The Real Estate and Mortgage Institute of Canada (REMIC) painted a pretty dismal picture of Canadian borrowers earlier this month, reporting that 58% can’t recall what their monthly mortgage payments are “without looking them up.”


REMIC also revealed that 68% of current borrowers are “murky” on what their monthly payments would be if the Bank of Canada raised its policy rate to 5% (and mind you, the rate hit 5% in July) including close to 32% who say they don’t know and over 36% who say they’re unsure.

There’s shock value to those figures — at first blush, they’re uncomfortably high and seem to point to a sort of irreverence in a high-stakes borrowing scenario — but experts point out that mortgage holders these days are facing an unusual level of nuance. Interest rates haven’t held steady for more than a few months at a time since last March, and mortgage rate volatility has certainly been one of the fallouts.

Andy Hill, mortgage broker and Co-Founder of ratefilter.ca, says that it makes sense to him that only a portion of borrowers — and he surmises those with an adjustable-rate product, as well as fixed- and variable-rate carriers who are up for renewal — would be hyper-aware of their monthly mortgage payments, as only some are “at the whim” of interest rate fluctuations.

“If they’re not coming up for renewal, if they’re not an adjustable-rate mortgage, effectively, they have no reason to make that sort of calculation at this specific time,” he says.

Similarly, Victor Tran, mortgage and real estate expert with RATESDOTCA, notes that it’s not uncommon for current borrowers to be less “in tune” with the broader market dynamics that inform things like mortgage rates as they move away from the initial purchase of their home, saying that consumers tend to be “reactive as opposed to proactive.”

“They usually look into these sorts of things when they actually have to,” he adds.

READ: “Mortgage Malaise”: Over A Third Of Canadians Regret Their Current Mortgage

With another BoC rate decision slated for next week, Tran urges borrowers coming up for renewal in the coming months to be proactive: “shop around” with different lenders and, although predictions are mixed on whether the bank will opt to hike or hold, consider locking in a rate preemptively.

“If rates go up, you’re protected at a slightly lower rate. If the rates go down, then great, you just reapply for that new rate hold or a new pre-approval,” he says.

Tran also notes that, while the BoC’s policy rate dictates the prime rate, which is then tied to variable-rate mortgages and lines of credit, consumers can follow the Canada government bonds for some insight into fixed-rate mortgage products.

“As Canada government bonds increase, fixed rates will also increase. And vice versa — if bond yields are coming down, fixed rates will also come down,” he says. “And people can monitor that online. You can just Google ‘Canada five-year government bond’ or ‘three-year government bond.’ And the fixed rates are tied to those directly.”

But regardless of the bank’s next move or the type of mortgage scenario Canadians are finding themselves in, Hill stresses that there’s power in doing your homework and not just relying on “experts” to inform your next mortgage move (or sticking with the same product out of convenience.)

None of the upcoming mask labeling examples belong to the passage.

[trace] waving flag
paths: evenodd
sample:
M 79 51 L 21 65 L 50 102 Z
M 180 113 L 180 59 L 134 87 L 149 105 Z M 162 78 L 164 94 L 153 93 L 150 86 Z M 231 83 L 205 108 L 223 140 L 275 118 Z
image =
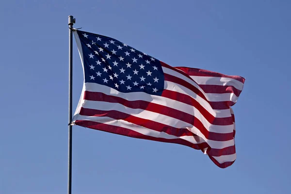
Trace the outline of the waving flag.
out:
M 234 116 L 244 79 L 172 67 L 117 40 L 75 30 L 84 84 L 72 125 L 236 159 Z

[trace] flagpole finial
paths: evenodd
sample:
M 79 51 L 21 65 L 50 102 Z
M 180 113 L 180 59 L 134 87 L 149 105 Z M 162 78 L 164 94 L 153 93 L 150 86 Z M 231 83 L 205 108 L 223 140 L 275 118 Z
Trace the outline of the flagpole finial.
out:
M 69 16 L 68 17 L 69 18 L 69 25 L 73 25 L 73 24 L 76 23 L 76 19 L 74 18 L 73 16 Z

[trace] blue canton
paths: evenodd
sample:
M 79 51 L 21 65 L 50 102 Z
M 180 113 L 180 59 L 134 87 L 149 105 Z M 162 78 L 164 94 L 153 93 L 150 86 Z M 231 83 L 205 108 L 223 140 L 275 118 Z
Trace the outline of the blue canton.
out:
M 81 31 L 85 82 L 123 93 L 160 96 L 164 74 L 160 61 L 116 39 Z

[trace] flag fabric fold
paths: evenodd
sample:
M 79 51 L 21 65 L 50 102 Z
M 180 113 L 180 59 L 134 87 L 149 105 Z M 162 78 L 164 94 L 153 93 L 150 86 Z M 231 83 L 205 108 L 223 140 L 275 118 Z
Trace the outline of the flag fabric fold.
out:
M 73 125 L 201 150 L 235 161 L 231 107 L 244 79 L 172 67 L 109 37 L 75 30 L 84 84 Z

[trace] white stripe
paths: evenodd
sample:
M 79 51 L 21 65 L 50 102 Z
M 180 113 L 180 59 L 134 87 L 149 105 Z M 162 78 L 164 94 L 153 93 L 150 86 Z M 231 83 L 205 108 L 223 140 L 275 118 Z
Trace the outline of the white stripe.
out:
M 199 85 L 229 85 L 241 91 L 243 88 L 243 83 L 232 78 L 194 76 L 190 77 Z
M 162 138 L 166 139 L 182 139 L 194 144 L 201 144 L 205 142 L 199 136 L 194 137 L 192 136 L 184 136 L 177 137 L 174 135 L 168 134 L 164 132 L 157 131 L 154 130 L 141 127 L 123 120 L 115 120 L 107 117 L 83 116 L 80 114 L 75 115 L 75 118 L 76 119 L 74 119 L 74 121 L 78 120 L 97 122 L 109 125 L 128 129 L 134 131 L 141 133 L 144 135 L 150 137 Z M 229 155 L 222 155 L 219 157 L 213 156 L 213 157 L 218 162 L 222 163 L 225 162 L 234 161 L 236 159 L 236 154 L 234 154 Z
M 203 139 L 198 136 L 194 137 L 193 136 L 187 136 L 177 137 L 174 135 L 168 134 L 164 132 L 159 132 L 142 126 L 140 126 L 139 125 L 135 125 L 124 120 L 116 120 L 115 119 L 106 116 L 88 116 L 77 114 L 74 117 L 74 122 L 76 121 L 76 120 L 91 121 L 104 123 L 107 125 L 112 125 L 113 126 L 120 127 L 128 129 L 133 131 L 142 133 L 143 135 L 147 135 L 151 137 L 162 138 L 167 139 L 179 138 L 183 139 L 194 144 L 201 144 L 205 142 Z M 187 138 L 186 137 L 187 137 Z
M 192 125 L 180 120 L 156 113 L 139 109 L 131 109 L 119 103 L 112 103 L 86 100 L 85 100 L 82 106 L 84 108 L 92 109 L 95 109 L 94 108 L 96 107 L 96 109 L 102 111 L 116 110 L 138 118 L 155 121 L 174 128 L 187 129 L 193 133 L 203 138 L 211 147 L 221 149 L 234 145 L 233 139 L 223 142 L 208 140 L 200 130 Z M 222 129 L 222 131 L 224 132 L 226 132 L 226 131 L 228 131 L 228 132 L 232 132 L 233 131 L 233 125 L 227 126 L 215 126 L 216 127 L 215 129 L 216 131 L 217 131 L 218 129 Z M 223 128 L 219 129 L 221 127 Z M 211 131 L 213 131 L 213 128 L 212 127 Z
M 109 90 L 109 89 L 111 88 L 110 88 L 107 86 L 100 85 L 95 83 L 86 83 L 85 85 L 86 87 L 86 91 L 100 92 L 107 95 L 111 95 L 121 97 L 123 99 L 126 99 L 126 100 L 129 101 L 144 100 L 152 103 L 155 103 L 162 106 L 164 106 L 167 107 L 172 108 L 174 109 L 187 113 L 189 114 L 194 116 L 195 118 L 198 119 L 202 123 L 203 126 L 206 128 L 207 130 L 210 131 L 225 133 L 226 133 L 226 132 L 225 132 L 226 127 L 227 126 L 227 128 L 229 128 L 229 129 L 233 128 L 232 123 L 231 125 L 228 126 L 222 126 L 213 125 L 210 123 L 195 107 L 178 101 L 172 100 L 171 99 L 158 96 L 150 95 L 149 94 L 145 93 L 144 92 L 135 92 L 134 93 L 134 95 L 133 95 L 132 93 L 123 93 L 118 92 L 114 89 L 111 89 Z M 79 113 L 79 112 L 78 112 L 78 113 Z M 231 115 L 229 111 L 228 113 L 228 115 L 227 117 L 231 117 Z M 214 129 L 215 131 L 214 131 Z M 216 130 L 218 131 L 216 131 Z M 231 131 L 231 132 L 232 131 Z
M 191 85 L 198 89 L 205 97 L 206 99 L 211 102 L 221 102 L 225 101 L 232 101 L 234 102 L 237 101 L 238 97 L 235 96 L 234 93 L 224 93 L 224 94 L 213 94 L 213 93 L 205 93 L 198 84 L 196 82 L 194 81 L 191 79 L 184 76 L 183 74 L 179 73 L 177 71 L 166 67 L 162 67 L 162 70 L 164 73 L 167 74 L 175 76 L 176 77 L 181 79 L 182 80 L 189 82 Z M 166 81 L 165 81 L 165 82 Z M 201 97 L 201 99 L 202 97 Z
M 90 92 L 101 92 L 108 95 L 120 97 L 129 101 L 140 100 L 155 103 L 174 109 L 177 109 L 195 116 L 198 114 L 200 114 L 199 111 L 195 107 L 189 104 L 181 102 L 178 100 L 178 99 L 175 100 L 159 96 L 151 95 L 144 92 L 124 93 L 119 92 L 114 88 L 95 83 L 86 82 L 85 83 L 85 87 L 86 87 L 86 91 Z M 134 94 L 134 95 L 132 95 L 133 94 Z M 209 107 L 208 108 L 209 110 L 206 109 L 206 110 L 215 117 L 225 118 L 231 116 L 229 109 L 216 110 L 212 109 L 210 107 Z M 200 120 L 201 121 L 201 120 Z
M 236 153 L 231 155 L 225 155 L 221 156 L 212 156 L 217 162 L 223 163 L 226 162 L 233 162 L 236 159 Z

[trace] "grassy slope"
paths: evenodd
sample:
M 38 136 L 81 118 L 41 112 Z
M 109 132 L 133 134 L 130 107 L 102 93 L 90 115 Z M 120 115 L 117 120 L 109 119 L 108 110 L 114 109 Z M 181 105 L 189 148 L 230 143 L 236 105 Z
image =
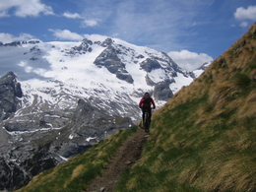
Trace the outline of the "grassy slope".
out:
M 256 25 L 153 115 L 142 159 L 115 191 L 256 191 Z M 137 128 L 118 132 L 20 191 L 83 191 Z
M 256 191 L 255 114 L 256 25 L 156 111 L 115 191 Z

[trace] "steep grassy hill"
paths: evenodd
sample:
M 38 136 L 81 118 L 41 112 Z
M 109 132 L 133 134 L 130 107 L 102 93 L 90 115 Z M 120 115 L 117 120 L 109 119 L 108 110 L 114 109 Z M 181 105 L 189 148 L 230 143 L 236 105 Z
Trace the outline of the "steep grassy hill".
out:
M 118 132 L 20 191 L 83 191 L 136 131 Z M 256 24 L 154 113 L 141 160 L 114 191 L 256 191 Z
M 116 191 L 256 191 L 256 24 L 155 113 Z

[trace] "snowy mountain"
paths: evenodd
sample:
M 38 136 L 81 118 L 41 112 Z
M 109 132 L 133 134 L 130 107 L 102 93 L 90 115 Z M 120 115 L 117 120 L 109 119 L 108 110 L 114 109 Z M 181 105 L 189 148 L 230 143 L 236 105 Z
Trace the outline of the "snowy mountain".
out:
M 195 77 L 166 53 L 100 35 L 0 43 L 0 190 L 137 123 L 144 93 L 160 107 Z

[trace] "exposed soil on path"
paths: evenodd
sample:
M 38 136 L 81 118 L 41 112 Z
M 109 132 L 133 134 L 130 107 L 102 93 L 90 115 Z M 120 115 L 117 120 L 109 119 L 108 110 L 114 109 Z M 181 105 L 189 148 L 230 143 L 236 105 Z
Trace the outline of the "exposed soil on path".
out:
M 94 179 L 87 187 L 87 192 L 111 192 L 118 180 L 119 174 L 141 158 L 147 133 L 140 129 L 131 135 L 117 150 L 109 163 L 102 169 L 101 175 Z

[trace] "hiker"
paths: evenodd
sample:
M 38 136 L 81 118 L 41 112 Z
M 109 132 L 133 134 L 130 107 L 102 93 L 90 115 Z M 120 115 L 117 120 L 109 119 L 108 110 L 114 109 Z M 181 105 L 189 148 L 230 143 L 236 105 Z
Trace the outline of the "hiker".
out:
M 156 108 L 155 101 L 151 97 L 149 93 L 145 93 L 144 96 L 141 98 L 139 107 L 142 109 L 142 119 L 144 122 L 145 119 L 145 111 L 148 109 L 149 116 L 150 116 L 150 122 L 151 122 L 151 105 L 153 105 L 153 108 Z

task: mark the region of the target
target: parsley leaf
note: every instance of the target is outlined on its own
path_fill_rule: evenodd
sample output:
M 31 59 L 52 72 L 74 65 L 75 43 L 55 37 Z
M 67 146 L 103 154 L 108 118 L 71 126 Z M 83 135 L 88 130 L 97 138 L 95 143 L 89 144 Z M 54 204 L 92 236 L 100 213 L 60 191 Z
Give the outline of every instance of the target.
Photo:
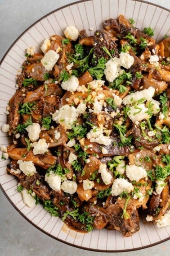
M 27 87 L 29 84 L 32 84 L 36 86 L 38 85 L 38 83 L 34 78 L 26 78 L 24 79 L 22 84 L 24 87 Z
M 94 78 L 97 79 L 102 79 L 103 75 L 104 70 L 105 68 L 106 61 L 106 60 L 103 57 L 102 57 L 102 58 L 98 60 L 98 62 L 96 66 L 91 67 L 87 70 Z
M 151 28 L 150 27 L 149 27 L 148 28 L 143 28 L 143 32 L 148 36 L 154 35 L 154 31 L 153 29 Z
M 46 117 L 43 117 L 42 121 L 42 126 L 47 130 L 50 128 L 50 124 L 51 122 L 52 117 L 51 116 L 48 116 Z
M 113 98 L 106 98 L 106 102 L 109 106 L 111 106 L 115 110 L 116 108 L 116 106 L 115 104 Z

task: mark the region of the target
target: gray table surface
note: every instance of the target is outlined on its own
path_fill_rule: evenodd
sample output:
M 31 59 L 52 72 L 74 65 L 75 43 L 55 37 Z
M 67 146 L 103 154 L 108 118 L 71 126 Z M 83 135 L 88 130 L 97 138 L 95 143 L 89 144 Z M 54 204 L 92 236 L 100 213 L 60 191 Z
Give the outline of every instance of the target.
M 22 32 L 49 12 L 75 0 L 0 0 L 0 60 Z M 170 9 L 170 0 L 148 0 Z M 83 250 L 59 242 L 27 221 L 10 205 L 0 190 L 0 256 L 39 256 L 42 255 L 103 256 L 103 252 Z M 108 253 L 108 255 L 113 253 Z M 147 249 L 114 255 L 170 255 L 166 241 Z

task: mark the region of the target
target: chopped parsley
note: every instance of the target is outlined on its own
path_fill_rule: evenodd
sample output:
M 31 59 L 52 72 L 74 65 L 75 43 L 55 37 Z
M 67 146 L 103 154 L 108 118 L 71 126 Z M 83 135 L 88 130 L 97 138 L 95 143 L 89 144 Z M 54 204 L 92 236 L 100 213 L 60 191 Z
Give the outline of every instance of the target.
M 148 36 L 154 35 L 154 31 L 153 29 L 151 28 L 150 27 L 149 27 L 148 28 L 143 28 L 143 32 Z
M 35 86 L 38 85 L 38 83 L 34 78 L 26 78 L 22 82 L 22 84 L 24 87 L 27 87 L 30 84 L 33 84 Z

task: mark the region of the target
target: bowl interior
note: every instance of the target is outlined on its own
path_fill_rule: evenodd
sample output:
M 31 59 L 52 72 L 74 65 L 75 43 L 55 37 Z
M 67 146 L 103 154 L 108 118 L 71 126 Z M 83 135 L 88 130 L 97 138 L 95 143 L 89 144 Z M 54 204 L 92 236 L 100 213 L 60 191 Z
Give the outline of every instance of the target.
M 132 0 L 89 0 L 82 1 L 57 9 L 43 17 L 21 35 L 9 50 L 0 66 L 0 126 L 6 121 L 5 113 L 8 101 L 16 89 L 17 75 L 21 71 L 25 60 L 25 49 L 34 46 L 40 51 L 44 40 L 50 36 L 63 35 L 67 26 L 78 30 L 85 28 L 89 35 L 102 28 L 102 21 L 116 18 L 122 14 L 133 18 L 135 25 L 141 29 L 150 26 L 158 41 L 169 33 L 170 13 L 167 9 L 147 2 Z M 0 145 L 10 143 L 6 134 L 0 130 Z M 23 203 L 20 193 L 16 191 L 18 182 L 6 173 L 8 160 L 0 162 L 1 188 L 15 208 L 27 220 L 40 230 L 59 241 L 86 249 L 104 251 L 125 251 L 140 249 L 159 243 L 169 238 L 170 226 L 158 229 L 152 223 L 140 220 L 140 231 L 132 237 L 123 237 L 118 232 L 103 229 L 94 230 L 88 234 L 78 233 L 68 228 L 58 217 L 38 205 L 33 209 Z

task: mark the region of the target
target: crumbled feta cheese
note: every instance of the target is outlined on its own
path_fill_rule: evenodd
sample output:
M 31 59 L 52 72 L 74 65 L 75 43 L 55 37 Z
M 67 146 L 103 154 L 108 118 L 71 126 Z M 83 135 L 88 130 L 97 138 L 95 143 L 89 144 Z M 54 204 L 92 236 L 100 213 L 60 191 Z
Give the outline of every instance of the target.
M 72 41 L 76 41 L 79 36 L 79 31 L 73 26 L 67 27 L 64 33 L 67 38 Z
M 76 140 L 75 139 L 72 139 L 71 140 L 69 140 L 67 144 L 67 147 L 73 147 L 76 144 Z
M 123 174 L 125 172 L 125 162 L 124 160 L 121 160 L 121 163 L 118 163 L 116 167 L 116 170 L 120 174 Z
M 48 48 L 51 46 L 50 40 L 49 38 L 45 40 L 41 47 L 41 51 L 44 53 L 47 52 Z
M 95 90 L 98 87 L 101 87 L 104 84 L 104 81 L 103 80 L 93 80 L 91 82 L 88 83 L 90 89 Z
M 74 153 L 71 152 L 69 154 L 68 157 L 68 163 L 71 163 L 73 162 L 73 161 L 76 160 L 77 158 L 77 156 L 74 154 Z
M 123 103 L 125 105 L 130 105 L 143 98 L 145 100 L 150 100 L 154 95 L 155 90 L 155 88 L 151 86 L 148 89 L 133 93 L 123 99 Z
M 156 146 L 153 149 L 153 151 L 159 151 L 162 148 L 161 146 Z
M 94 182 L 89 181 L 88 179 L 83 181 L 83 189 L 87 190 L 88 189 L 92 189 L 94 186 Z
M 66 104 L 60 107 L 59 110 L 56 110 L 53 115 L 53 120 L 59 123 L 66 129 L 71 129 L 72 125 L 76 120 L 78 115 L 74 107 Z
M 148 135 L 149 137 L 152 137 L 152 136 L 154 136 L 155 134 L 155 132 L 154 130 L 150 130 L 148 133 Z
M 45 181 L 48 183 L 51 188 L 56 191 L 61 190 L 61 177 L 58 174 L 55 174 L 50 171 L 49 173 L 45 175 Z
M 146 112 L 148 111 L 148 108 L 146 107 L 145 104 L 141 103 L 130 107 L 127 114 L 132 122 L 140 121 L 149 118 L 149 114 Z
M 157 181 L 156 182 L 156 192 L 157 195 L 161 195 L 164 188 L 165 182 L 163 181 Z
M 14 173 L 15 173 L 15 174 L 19 174 L 21 172 L 21 171 L 19 169 L 17 169 L 17 170 L 14 170 L 12 168 L 11 168 L 11 172 L 13 172 Z
M 8 154 L 8 153 L 4 152 L 3 154 L 3 157 L 5 159 L 8 159 L 9 157 L 9 155 Z
M 61 86 L 63 90 L 68 92 L 76 92 L 79 87 L 79 80 L 76 76 L 72 75 L 65 82 L 62 82 Z
M 128 53 L 121 52 L 119 54 L 120 65 L 125 69 L 130 69 L 134 63 L 134 58 Z
M 34 173 L 37 172 L 32 161 L 25 161 L 18 160 L 17 163 L 19 164 L 19 169 L 27 176 L 32 176 Z
M 77 184 L 75 182 L 67 180 L 63 182 L 61 188 L 65 193 L 72 195 L 77 190 Z
M 50 50 L 45 54 L 40 61 L 47 70 L 52 70 L 59 56 L 53 50 Z
M 23 202 L 28 207 L 32 208 L 36 205 L 36 200 L 28 193 L 28 191 L 25 187 L 24 187 L 22 190 L 21 194 L 22 196 Z
M 40 139 L 37 142 L 32 143 L 34 155 L 44 154 L 48 151 L 49 143 L 47 143 L 44 139 Z
M 149 61 L 151 64 L 158 66 L 159 65 L 159 59 L 157 55 L 151 55 L 149 59 Z
M 78 114 L 85 114 L 86 109 L 86 105 L 85 104 L 81 102 L 77 107 L 77 112 Z
M 121 71 L 119 59 L 114 57 L 106 62 L 104 74 L 108 82 L 113 82 L 120 74 Z
M 95 98 L 94 99 L 94 103 L 93 105 L 93 112 L 95 114 L 98 114 L 103 108 L 103 104 L 98 102 L 98 100 Z
M 140 179 L 147 176 L 146 170 L 140 166 L 136 166 L 135 164 L 127 165 L 126 174 L 130 181 L 138 182 Z
M 112 195 L 119 195 L 122 192 L 130 193 L 134 190 L 134 186 L 127 180 L 120 178 L 116 179 L 113 181 L 112 187 Z
M 38 140 L 41 131 L 41 127 L 39 124 L 33 123 L 32 125 L 28 126 L 26 128 L 26 130 L 28 132 L 28 137 L 32 142 Z
M 107 154 L 108 153 L 107 149 L 105 149 L 104 148 L 102 148 L 102 152 L 103 154 Z
M 152 112 L 152 113 L 154 115 L 156 115 L 156 114 L 157 114 L 160 110 L 159 107 L 159 105 L 160 105 L 160 102 L 157 100 L 151 99 L 150 100 L 147 101 L 146 103 L 146 107 L 148 107 L 149 102 L 151 102 L 153 104 L 153 105 L 151 107 L 151 110 Z
M 28 55 L 31 55 L 31 56 L 33 56 L 34 54 L 35 51 L 35 47 L 33 46 L 31 46 L 29 48 L 27 49 L 26 50 L 26 53 Z
M 116 106 L 120 106 L 122 102 L 122 100 L 118 95 L 113 96 L 114 103 Z
M 107 171 L 107 165 L 105 163 L 101 163 L 98 172 L 101 173 L 101 176 L 105 184 L 110 184 L 111 183 L 112 176 L 111 174 Z
M 170 210 L 166 213 L 160 219 L 156 221 L 157 228 L 162 228 L 170 225 Z
M 21 135 L 19 133 L 17 133 L 15 135 L 15 137 L 16 139 L 19 139 L 19 138 L 20 138 L 20 136 L 21 136 Z
M 146 220 L 147 221 L 152 221 L 153 220 L 153 217 L 152 216 L 147 215 L 146 217 Z
M 8 124 L 4 124 L 3 125 L 2 128 L 1 128 L 2 131 L 3 132 L 8 132 L 9 131 L 9 126 Z
M 7 152 L 7 148 L 4 145 L 1 146 L 0 147 L 0 150 L 1 150 L 1 151 L 3 151 L 4 152 Z
M 165 119 L 165 116 L 161 112 L 160 112 L 158 118 L 160 120 L 163 120 L 164 119 Z

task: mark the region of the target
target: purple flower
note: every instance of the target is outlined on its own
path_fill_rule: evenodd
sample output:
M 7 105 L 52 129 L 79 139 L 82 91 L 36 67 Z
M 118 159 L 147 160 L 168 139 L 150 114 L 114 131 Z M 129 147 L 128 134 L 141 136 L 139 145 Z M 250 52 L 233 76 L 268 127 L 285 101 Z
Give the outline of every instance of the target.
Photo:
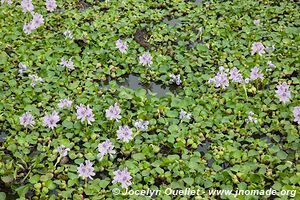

“You really want to do a little bit of research into the mortgage you’re currently in and what you’re being offered,” he says. “Look at the bank that you bank with, look at what other banks have available, look at the broker network — I think all of those avenues are good to explore. Just like one would with any other investment, you want to check out the variety of different options available, and then be empowered in your own decision making.”